Ronen’s legislation would take aim at this in several ways. Among them:
— It would require that violations such as misrepresentation of actual conditions, hazardous work beyond scope, and demolition without permit be recorded and tracked, and that any parties or projects associated with three such violations in an 18-month period be placed on a publicly accessible list;
— It would require DBI to report bad actors to state licensing bodies;
— It would designate senior DBI staff to head out into the field and perform inspections and respond to complaints.
Mission Local shared a preliminary synopsis of the legislation with multiple longtime DBI sources and asked their thoughts about its prospects of altering the trajectory of a department defined by sclerosis, inefficiency, cronyism and corruption.
They did see some positives. Putting senior inspectors out of the office and onto the ground was viewed as a big deal — this remedies the elemental problem of plans being double- and triple-checked on paper only to allow scofflaws to build as they please out in the field.
“This is 100 percent a good idea,” said one longtime inspector. Added another, “This is really well put-together on the front end. But, on the back end, where does it take us? We can create all this documentation and say all these things — but DBI will not enforce it if it is not forced to. Period.”

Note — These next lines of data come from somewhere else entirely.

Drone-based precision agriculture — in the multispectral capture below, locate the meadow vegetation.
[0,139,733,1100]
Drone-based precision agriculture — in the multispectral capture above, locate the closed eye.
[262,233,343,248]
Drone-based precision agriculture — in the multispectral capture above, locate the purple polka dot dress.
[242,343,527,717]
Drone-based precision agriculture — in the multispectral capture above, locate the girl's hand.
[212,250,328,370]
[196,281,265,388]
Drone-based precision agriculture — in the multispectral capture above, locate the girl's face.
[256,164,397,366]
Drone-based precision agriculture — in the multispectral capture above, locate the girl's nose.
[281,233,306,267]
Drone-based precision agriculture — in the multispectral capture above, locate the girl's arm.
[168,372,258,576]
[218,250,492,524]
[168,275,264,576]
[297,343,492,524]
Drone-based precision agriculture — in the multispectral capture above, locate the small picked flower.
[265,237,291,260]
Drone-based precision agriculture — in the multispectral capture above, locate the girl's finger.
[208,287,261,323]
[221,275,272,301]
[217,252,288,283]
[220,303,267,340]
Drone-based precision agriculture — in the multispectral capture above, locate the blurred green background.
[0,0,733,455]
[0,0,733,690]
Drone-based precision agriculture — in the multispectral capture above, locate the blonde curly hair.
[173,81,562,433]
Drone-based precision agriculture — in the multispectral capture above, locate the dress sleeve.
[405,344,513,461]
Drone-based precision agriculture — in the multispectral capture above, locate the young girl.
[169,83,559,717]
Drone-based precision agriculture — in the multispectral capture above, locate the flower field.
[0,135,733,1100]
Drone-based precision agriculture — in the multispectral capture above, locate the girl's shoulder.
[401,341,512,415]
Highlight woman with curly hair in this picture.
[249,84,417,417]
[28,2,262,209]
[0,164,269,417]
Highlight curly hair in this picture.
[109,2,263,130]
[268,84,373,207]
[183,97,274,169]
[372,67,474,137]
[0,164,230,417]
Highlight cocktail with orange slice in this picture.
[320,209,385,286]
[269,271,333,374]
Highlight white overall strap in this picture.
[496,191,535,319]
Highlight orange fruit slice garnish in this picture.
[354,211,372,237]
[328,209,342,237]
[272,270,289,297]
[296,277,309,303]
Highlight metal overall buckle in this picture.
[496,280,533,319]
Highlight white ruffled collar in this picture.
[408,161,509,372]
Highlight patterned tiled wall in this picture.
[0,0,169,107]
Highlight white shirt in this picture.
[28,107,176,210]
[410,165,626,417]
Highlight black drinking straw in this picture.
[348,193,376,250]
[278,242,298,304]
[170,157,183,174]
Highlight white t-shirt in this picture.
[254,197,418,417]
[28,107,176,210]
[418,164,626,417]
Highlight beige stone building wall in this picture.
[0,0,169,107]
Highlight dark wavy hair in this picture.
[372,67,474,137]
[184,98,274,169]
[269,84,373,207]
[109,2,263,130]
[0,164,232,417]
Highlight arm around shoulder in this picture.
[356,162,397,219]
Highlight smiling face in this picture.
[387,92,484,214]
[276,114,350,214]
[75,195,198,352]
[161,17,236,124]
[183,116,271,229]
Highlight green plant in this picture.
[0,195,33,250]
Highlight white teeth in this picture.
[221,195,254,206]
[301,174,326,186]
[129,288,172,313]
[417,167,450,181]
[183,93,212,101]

Unwanted or unpopular mandates are not routinely carried out at DBI, said longtime department employees — and mandating the department follow rules it should’ve been following intuitively does not figure to be popular.
Take the requirement that DBI officials report bad actors to state licencing bodies. In point of fact, the department’s Administrative Bulletin 40, setting parameters for design professionals and contractors to be referred to state bodies for possible discipline, has been on the books since 2002.

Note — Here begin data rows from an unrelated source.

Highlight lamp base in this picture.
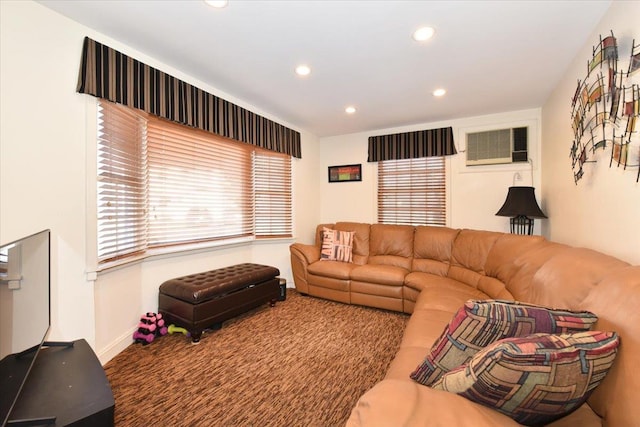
[509,215,533,236]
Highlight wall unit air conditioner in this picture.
[467,127,528,166]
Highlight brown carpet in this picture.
[105,289,408,427]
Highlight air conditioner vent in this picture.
[467,127,528,166]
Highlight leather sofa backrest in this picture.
[369,224,415,270]
[316,224,335,249]
[333,222,371,265]
[478,234,547,299]
[526,244,629,310]
[447,229,502,288]
[578,265,640,426]
[411,225,460,276]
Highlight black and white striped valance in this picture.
[77,37,302,158]
[367,127,457,162]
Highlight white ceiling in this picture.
[40,0,611,137]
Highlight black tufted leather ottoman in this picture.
[158,263,280,343]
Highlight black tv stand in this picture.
[7,339,115,427]
[42,341,74,347]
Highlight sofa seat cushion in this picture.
[432,331,619,425]
[351,264,409,286]
[415,280,490,314]
[346,379,519,427]
[307,261,357,280]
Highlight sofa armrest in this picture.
[289,243,320,294]
[346,379,520,427]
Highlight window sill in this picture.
[92,237,295,280]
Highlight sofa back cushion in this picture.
[447,230,503,288]
[369,224,414,270]
[508,243,628,310]
[333,222,371,265]
[580,266,640,426]
[411,225,460,276]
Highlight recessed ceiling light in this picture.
[413,27,436,42]
[296,64,311,76]
[204,0,229,9]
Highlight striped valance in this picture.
[77,37,301,158]
[367,127,457,162]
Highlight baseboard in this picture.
[98,327,137,366]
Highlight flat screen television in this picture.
[0,230,51,426]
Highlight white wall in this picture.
[318,109,544,234]
[0,1,320,362]
[542,1,640,264]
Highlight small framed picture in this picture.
[329,164,362,182]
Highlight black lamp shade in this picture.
[496,187,547,218]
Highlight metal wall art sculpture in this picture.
[571,32,640,184]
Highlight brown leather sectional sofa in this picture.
[290,222,640,427]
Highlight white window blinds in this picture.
[378,157,447,226]
[253,150,292,238]
[97,103,147,260]
[148,119,253,246]
[97,100,292,263]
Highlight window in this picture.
[378,157,447,226]
[98,100,292,263]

It has rarely, if ever, been utilized.
Ronen’s legislation would, in effect, mandate DBI officials make the calls they’ve studiously avoided making for the past 19 years. Barring concrete repercussions for shirking the rules, DBI insiders were not convinced this would be a smooth and inevitable outcome.
What’s more, DBI insiders said that the department’s notably archaic technology — it spent millions of dollars and wasted many years to not implement a modern permit-tracking system — leaves it unable to monitor jobs or individuals in the manner the legislation would require.

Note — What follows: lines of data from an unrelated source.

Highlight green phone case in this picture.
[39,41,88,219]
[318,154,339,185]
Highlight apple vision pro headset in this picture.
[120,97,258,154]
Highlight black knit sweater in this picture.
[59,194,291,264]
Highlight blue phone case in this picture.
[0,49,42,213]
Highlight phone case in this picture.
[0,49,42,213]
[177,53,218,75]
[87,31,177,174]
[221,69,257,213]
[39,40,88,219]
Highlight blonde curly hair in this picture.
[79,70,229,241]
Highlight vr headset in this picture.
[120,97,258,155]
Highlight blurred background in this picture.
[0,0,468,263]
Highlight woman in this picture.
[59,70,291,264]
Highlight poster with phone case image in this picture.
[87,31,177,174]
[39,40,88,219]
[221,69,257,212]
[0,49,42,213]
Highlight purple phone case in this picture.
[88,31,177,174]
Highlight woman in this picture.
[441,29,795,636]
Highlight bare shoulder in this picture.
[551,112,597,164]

And, as far as putting Santos and other scofflaws on a list, DBI officials noted that he’s already on their lists — yet he remains busy and the department keeps issuing him permits. Sans the revocation of his state-issued engineering license, DBI officials told us they had no choice but to do so. As noted above, however, it appears Santos was never reported to state bodies via AB40, despite myriad opportunities to do so (not least of which was the filing of federal charges).
As such, building inspectors contacted by Mission Local made a jarring and unusual request: Take these matters out of our control. Get the City Attorney involved.
“We need to be scrutinized by somebody else,” said one. Instead of penalizing the Santoses of the world, DBI empowers them. “This needs to be taken out of our hands.”
Ronen, for her part, acknowledged that there was no single silver bullet to address DBI’s myriad woes. But she was optimistic that this legislative effort would gain traction where others have failed to.
“A lot of the departments where the FBI has come in and indicted people,” she says, “will be facing a level of scrutiny that is greater than it was prior.”